Published: Oct. 6, 2006

Jolting the gay-rights movement back a step, a divided state appeals court Thursday upheld California's ban on same-sex marriage and warned that judges should steer clear of resolving the controversy.

The bulky ruling set the stage for a long-anticipated showdown in the California Supreme Court and dashed the hopes of gay-rights advocates seeking to gain legal recognition for same-sex couples across the state. The 2-1 decision by the San Francisco-based 1st District Court of Appeal overturned a trial judge who last year found the state ban on gay marriage unconstitutional.

The justices made it clear that it's up to the voters or the Legislature to decide if gay couples can wed, not the courts.

"The time may come when California chooses to expand the definition of marriage to encompass same-sex unions," Justice William McGuiness wrote for the majority. "That change must come from democratic processes, however, not by judicial fiat."

San Francisco city officials, civil rights organizations and gay couples challenging the law vowed to continue the fight to the Supreme Court.
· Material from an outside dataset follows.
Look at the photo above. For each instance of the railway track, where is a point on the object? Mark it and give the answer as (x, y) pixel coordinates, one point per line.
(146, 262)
But they will be pressing on with the legal challenge as the movement to expand marriage rights for gay people is on the defensive across the country. Courts in New York and Washington recently upheld bans similar to California's, although those courts - like California's - were divided.


Advertisement

"It really blindsided us because we were really hoping," said Mountain View's Art Adams, who is part of the case along with his partner, Devin Baker. "They took the easiest way out. It isn't a matter of legislation - it's a matter of right and wrong."

In San Francisco's predominantly gay Castro neighborhood, many people had yet to hear of the ruling Thursday afternoon, but most said they were not surprised.

"We live in a progressive bubble, but the bubble has a lot of cracks in it," said Jesse Kossar, 62, as he stood in the sun outside a local bar. "Not everyone is gay-friendly, no matter what we think. People don't like change."

Attorney General Bill Lockyer, who defended the marriage ban, agreed with the ruling because he argued that voters should lift the ban, not the courts. Meanwhile, conservative groups opposed to gay marriage praised the ruling, even though it scarcely addressed their main argument that marriage must be restricted to a man and a woman to foster procreation and protect children.

"I think this decision puts marriage back on the right track," said Mathew Staver, who represents Campaign for California Families. "It's a crushing defeat for the same-sex-marriage movement."

Thursday's ruling was the latest development in a saga that began in February 2004, when San Francisco Mayor Gavin Newsom took the unprecedented step of issuing marriage licenses to thousands of gay couples. The state Supreme Court then intervened, invalidating the marriages, finding that Newsom flouted state law and overstepped his authority.

At the same time, the high court invited a direct challenge to California's family code provisions, which restrict marriage to a man and a woman. San Francisco city officials, civil rights groups and same-sex couples then brought a series of lawsuits challenging the law, maintaining that the ban denies gays a "fundamental right" to marry.

Defenders of the law, including Lockyer, argued that strong new domestic-partners laws essentially gave same-sex couples the same legal rights as married heterosexual couples. But gay-rights advocates insist the state has established a "separate but equal" status for the gay couples.

The appeals court, however, rejected that argument, saying it is rational for the Legislature to preserve a traditional definition of marriage at the same time it provided domestic partners benefits.

"The state may legitimately support these parallel institutions while also acknowledging their differences," the court wrote.

In a sign of internal tussling, all three justices on the 1st District panel weighed in with separate opinions, giving the state Supreme Court 128 pages of legal reasoning to consider.

Justice J. Anthony Kline, a Democratic appointee of former Gov. Jerry Brown, wrote a scathing dissent, calling the decision a "backward step" that "demeans the institution of marriage and diminishes the humanity of the gay men and lesbians who wish to marry a loved one of their choice."

McGuiness, an appointee of former Republican Gov. Pete Wilson, was joined in the majority opinion by Justice Joanne Parrilli, another Wilson appointee who wrote separately to point out the strong religious and cultural clashes that drive the gay-marriage debate.

"This reality," she wrote, "is nothing to avoid, and we must acknowledge it if we are to proceed honestly."

The court repeatedly stressed that elected officials or voters must resolve the conflict, not judges - even though Gov. Arnold Schwarzenegger justified a veto of a same-sex marriage bill last year by saying he wanted to wait for the courts to rule on the matter. One legal expert said the 1st District "ducked the issue" by simply deferring to voters and the Legislature.

Both sides have always promised to appeal the 1st District's decision to the state Supreme Court.

"This is a disappointing second round in what we've always known is a three-round fight," San Francisco City Attorney Dennis Herrera said.

Legal experts disagree on whether the state Supreme Court, which is generally moderate on social issues, will rule differently from the appeals court. The Supreme Court has ruled in favor of gay rights in a number of cases in recent years, but is often split on divisive social issues.

"I think they are very unpredictable on this," said Michael Wald, a Stanford University law professor. "It's hard to know where they are going to be."